No sábado, 7 de março, Douglas Ruas participa de um encontro político no Centro de Convenções Expo Rio, na Cidade Nova — espaço conhecido por muita gente como o antigo SulAmérica. A expectativa é reunir vereadores, prefeitos e lideranças dos partidos que caminham na aliança: PL, Federação União Progressista, Mobiliza, Avante, Agir e PRTB.
A presença de Flávio Bolsonaro é tratada como o ponto alto do evento. Aliados têm vendido o ato como demonstração de força da direita fluminense, já com o olho nas próximas eleições. “Nos bastidores, aliados classificam o ato como uma demonstração de força da direita fluminense já de olho nas eleições”, diz o texto de divulgação.
O endereço também virou assunto, porque o centro de convenções fica ao lado da Prefeitura do Rio, comandada por Eduardo Paes (PSD), possível adversário no cenário estadual. Integrantes do PL insistem que a escolha foi só logística. “Integrantes do partido garantem que a escolha foi apenas logística”, afirmam.
Parque RJ será vitrine em São Gonçalo
Antes do ato no Centro, Douglas Ruas tem outra agenda marcada para este domingo (1º): a inauguração do Parque RJ, em São Gonçalo, sua base eleitoral. O espaço foi construído na área do antigo Piscinão, perto da BR-101, no bairro Boa Vista.
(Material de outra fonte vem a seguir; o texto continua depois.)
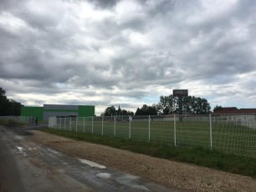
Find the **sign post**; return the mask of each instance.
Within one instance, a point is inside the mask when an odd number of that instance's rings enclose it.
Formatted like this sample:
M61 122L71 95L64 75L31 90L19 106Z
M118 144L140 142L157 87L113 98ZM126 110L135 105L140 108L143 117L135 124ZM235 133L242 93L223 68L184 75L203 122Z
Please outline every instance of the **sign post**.
M179 121L182 122L182 99L184 96L188 96L187 89L173 89L173 96L179 97Z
O convite do evento é assinado pelo prefeito Capitão Nelson — pai de Douglas —, pelo governador Cláudio Castro e pelo próprio secretário. Também é aguardada a presença do deputado federal Altineu Côrtes (PL), vice-presidente da Câmara. A leitura interna é que a inauguração deve servir como vitrine política em um dos redutos mais fortes do grupo.
Com agenda cheia e articulações andando, o PL tenta mostrar que não quer entrar na disputa “no improviso”. A ideia é chegar com palanques montados e alianças alinhavadas.